For All, My Objects and Data Inputs
- Name — the name of a specific entity
- Namespace — a space of names created to group unique identificators logically
- Datasource — the name of the entity’s source
- Owners — the owner of the entity (can be several owners)
- Created — the date of the entity creation
- Last update — the date of the previous update
For Dataset (additional characteristics)
- Use — the number of uses
- Rows — the number of rows
- Columns — the number of columns
For Transformers (additional characteristics)
- Source — a data source for Transformers
- Targets — a target for storing data for Transformers
For Data Consumers (additional characteristics)

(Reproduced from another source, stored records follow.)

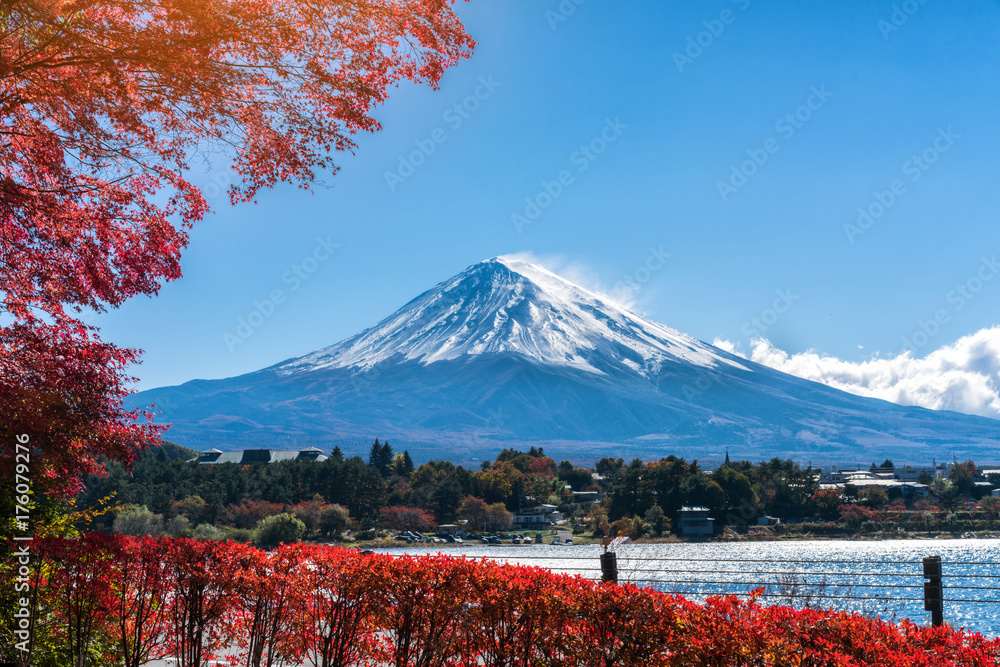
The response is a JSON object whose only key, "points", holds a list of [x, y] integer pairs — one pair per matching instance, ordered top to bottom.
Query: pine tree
{"points": [[375, 455]]}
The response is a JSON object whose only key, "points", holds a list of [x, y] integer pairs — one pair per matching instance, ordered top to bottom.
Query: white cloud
{"points": [[579, 273], [964, 377]]}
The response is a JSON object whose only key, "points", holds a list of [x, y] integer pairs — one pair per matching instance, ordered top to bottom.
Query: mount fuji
{"points": [[507, 353]]}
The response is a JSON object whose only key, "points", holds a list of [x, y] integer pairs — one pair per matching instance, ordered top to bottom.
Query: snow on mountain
{"points": [[510, 306], [509, 354]]}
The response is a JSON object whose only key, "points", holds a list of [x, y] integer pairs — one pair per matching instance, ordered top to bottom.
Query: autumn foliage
{"points": [[109, 112], [123, 601]]}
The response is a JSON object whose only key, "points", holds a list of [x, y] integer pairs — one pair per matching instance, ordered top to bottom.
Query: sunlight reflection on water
{"points": [[694, 563]]}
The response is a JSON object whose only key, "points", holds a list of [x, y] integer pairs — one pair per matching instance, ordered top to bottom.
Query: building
{"points": [[259, 456], [913, 473], [537, 516], [695, 521]]}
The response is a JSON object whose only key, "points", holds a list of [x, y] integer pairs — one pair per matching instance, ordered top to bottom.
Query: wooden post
{"points": [[609, 567], [934, 590]]}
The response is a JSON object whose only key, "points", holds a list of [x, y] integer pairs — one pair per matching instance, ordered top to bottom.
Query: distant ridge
{"points": [[507, 353]]}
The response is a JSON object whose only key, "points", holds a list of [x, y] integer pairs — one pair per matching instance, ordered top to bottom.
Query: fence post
{"points": [[609, 567], [934, 590]]}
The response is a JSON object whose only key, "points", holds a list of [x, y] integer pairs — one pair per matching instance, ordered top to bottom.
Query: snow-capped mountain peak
{"points": [[509, 306]]}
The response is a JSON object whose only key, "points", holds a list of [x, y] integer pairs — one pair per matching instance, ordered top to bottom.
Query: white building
{"points": [[537, 517], [695, 521]]}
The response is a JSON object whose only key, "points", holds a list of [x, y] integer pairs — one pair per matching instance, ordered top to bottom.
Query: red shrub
{"points": [[399, 517], [334, 607]]}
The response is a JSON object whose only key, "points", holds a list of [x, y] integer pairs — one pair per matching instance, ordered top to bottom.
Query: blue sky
{"points": [[829, 102]]}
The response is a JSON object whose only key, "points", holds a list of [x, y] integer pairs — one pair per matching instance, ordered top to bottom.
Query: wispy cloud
{"points": [[964, 376]]}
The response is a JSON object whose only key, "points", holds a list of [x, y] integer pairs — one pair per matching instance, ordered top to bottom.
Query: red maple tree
{"points": [[106, 106]]}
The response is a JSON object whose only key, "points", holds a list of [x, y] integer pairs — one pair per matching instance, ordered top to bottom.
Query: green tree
{"points": [[700, 489], [741, 498], [827, 503], [138, 520], [278, 529]]}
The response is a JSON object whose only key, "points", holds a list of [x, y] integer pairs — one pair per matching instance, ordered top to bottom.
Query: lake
{"points": [[873, 577]]}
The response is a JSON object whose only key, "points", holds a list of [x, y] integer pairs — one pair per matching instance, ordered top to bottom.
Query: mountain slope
{"points": [[507, 353]]}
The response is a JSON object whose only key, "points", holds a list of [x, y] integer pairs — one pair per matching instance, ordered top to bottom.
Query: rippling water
{"points": [[878, 576]]}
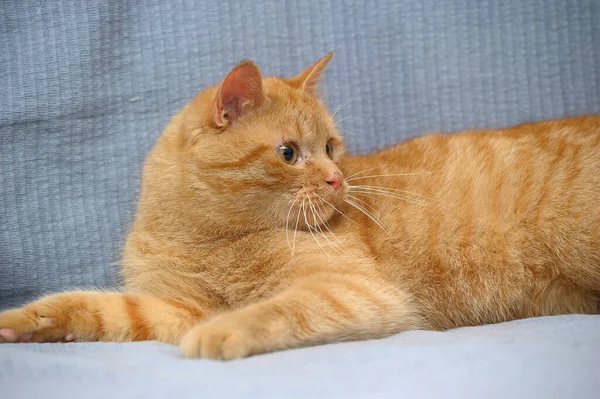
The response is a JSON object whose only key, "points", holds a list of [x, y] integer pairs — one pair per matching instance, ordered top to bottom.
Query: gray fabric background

- Source — a source of data for Data Consumers
For Data Inputs (additional characteristics)
- Source — a data source for Data Inputs
For Quality Tests (additional characteristics)
- Source — a data source for a specific data test
- Suite URL — a URL for a specific suite of tests
Image by author
5. Filters for search results
When the user does not know exactly what data they are looking for, it is essential that different parameters can filter search results. This significantly reduces the width of a search to help the user find what they need.
Open Data Discovery Platform can filter search results by specific characteristics of entities, such as:
- Selector for Datasource
- Multiselector for Namespace
- Multiselector for specific types (e.g., table, topic, or file)
- Multiselector for Owner
- Multiselector for Tag — specific tags to tag various entities
The convenience of search plays a critical role in handling data. Not only does it help users to look for essential characteristics of data, but it also ensures that accurate data is chosen to be used in specific applications.
The Open Data Discovery Platform team did their best to design and build a user-friendly search, where search results are conveniently displayed and can be filtered in various ways. At the ODD Platform, any user can effectively search and filter the widest selection of data entities, optimizing the way they conduct their data work. The platform acts as a powerful tool that enables engineering teams to accelerate and facilitate data discovery, minimize data downtimes, and, most importantly, focus on building data products that generate value for businesses.
Opinions expressed by DZone contributors are their own.